LB, Nc-Ar: Governors’ Letterbooks. Secretary of War Henry Knox replied to this letter, and to Spaight’s letter to GW of 26 Nov., in a letter to Spaight of 13 Jan. 1794 (Nc-Ar: Governors’ Letterbooks).

1Secretary of War Henry Knox’s letter to Spaight of 12 Nov. acknowledged Spaight’s letter to GW of 21 Oct., gave Spaight directions for obtaining repayment of expenses incurred “in the prosecution of any of the requests made in behalf of the United States,” and instructed him: “From your representation of the circumstances attending the L’Amee Margueritte it is concluded, that she as well as the Vanqueur de la Bastille, was originally constituted a privateer within the jurisdiction of the United States, and is therefore a proscribed vessel. If this has been the case, of which your Excellency will please to obtain accurate information, it will follow that her prize, if within your ports, together with all the property which was taken from her is to be restored to her former master or owner.

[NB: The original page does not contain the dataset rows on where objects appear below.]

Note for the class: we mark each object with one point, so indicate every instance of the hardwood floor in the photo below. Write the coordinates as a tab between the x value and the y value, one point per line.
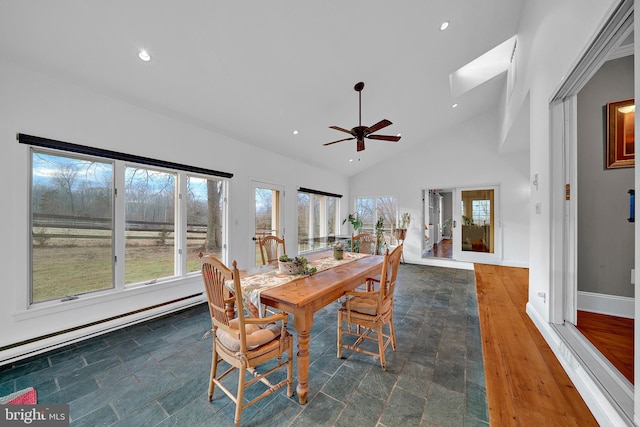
526	385
612	336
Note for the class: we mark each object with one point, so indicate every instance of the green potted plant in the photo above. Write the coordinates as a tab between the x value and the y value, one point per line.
338	250
297	265
354	221
380	234
401	230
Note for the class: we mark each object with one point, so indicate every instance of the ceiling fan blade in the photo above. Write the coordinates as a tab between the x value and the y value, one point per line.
340	140
381	124
340	129
385	137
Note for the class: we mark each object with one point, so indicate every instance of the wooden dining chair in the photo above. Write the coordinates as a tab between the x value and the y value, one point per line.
241	341
270	249
364	243
368	311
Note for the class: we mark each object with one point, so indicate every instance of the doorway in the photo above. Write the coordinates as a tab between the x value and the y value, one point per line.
462	224
589	273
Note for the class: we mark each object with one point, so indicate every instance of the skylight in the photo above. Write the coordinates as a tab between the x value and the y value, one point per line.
483	68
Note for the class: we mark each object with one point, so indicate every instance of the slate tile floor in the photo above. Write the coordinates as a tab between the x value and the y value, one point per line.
155	373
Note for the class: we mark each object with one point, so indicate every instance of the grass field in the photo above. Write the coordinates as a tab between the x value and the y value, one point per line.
74	265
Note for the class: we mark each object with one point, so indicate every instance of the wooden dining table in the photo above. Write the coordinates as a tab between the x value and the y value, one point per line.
306	295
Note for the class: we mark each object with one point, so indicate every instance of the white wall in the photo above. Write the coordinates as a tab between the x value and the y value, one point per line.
552	37
39	105
465	156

“If there are circumstances which render it questionable whether the L’amee Margueritte is of the foregoing description, it will be necessary that the same should be stated for the information of the president of the United States and in the mean time to detain her for an ultimate decision.

“If the said Vanqueur de Bastille, being a proscribed vessel made prize of the Sloop providence and brought her into our ports after the fifth day of June, it would also follow that the said Sloop providence now supposed to be the L’Amee Margueritte should also be restored to her master, or the consul of the nation to whom she belonged at the time of her capture.

“As to the Vanqueur de Bastille neither she nor any other proscribed privateer can be permitted to make any sort of repairs in our ports unless she or they divest themselves of all warlike equipments and reduce themselves to the situation of a mere commercial vessel—This is to be considered as a standing rule” (Nc-Ar: Governors’ Letterbooks).

2The depositions were sent with Spaight’s letter to GW of 26 Nov., which has not been found. Spaight’s letter directing the deputy marshal at Wilmington, John Blakeley, to translate and send the papers was dated 9 Dec. (Nc-Ar: Governors’ Letterbooks). Blakeley responded on 22 Dec. (Nc-Ar: Governors’ Correspondence).

3Secretary of War Knox instructed Spaight in a letter of 18 Jan. 1794 to deliver the money “to the agent who has been appointed by the Spanish commissioners for that purpose” (Nc-Ar: Governors’ Letterbooks).

4In his letter to Spaight of 13 Jan., Knox replied that the expenses “incurred in the prosecution of this business” were to “be defrayed by the general Government” upon accounts authenticated by Spaight.

5For Knox’s circular letter to the governors of 16 Aug., see Knox to Tobias Lear, 17 Aug., n.1.

6For Knox’s circular letter to the governors of 7 Aug., see Cabinet Opinion on French Privateers and Prizes, 5 Aug., n.3.

7In Knox’s letter to Spaight of 13 Jan. 1794, he confirmed that this conclusion was correct.

8When Spaight wrote GW on 31 Jan. 1794 to announce the seizure of L’Aimée Marguerite, he had not yet received Knox’s reply, which arrived on 6 Feb. 1794.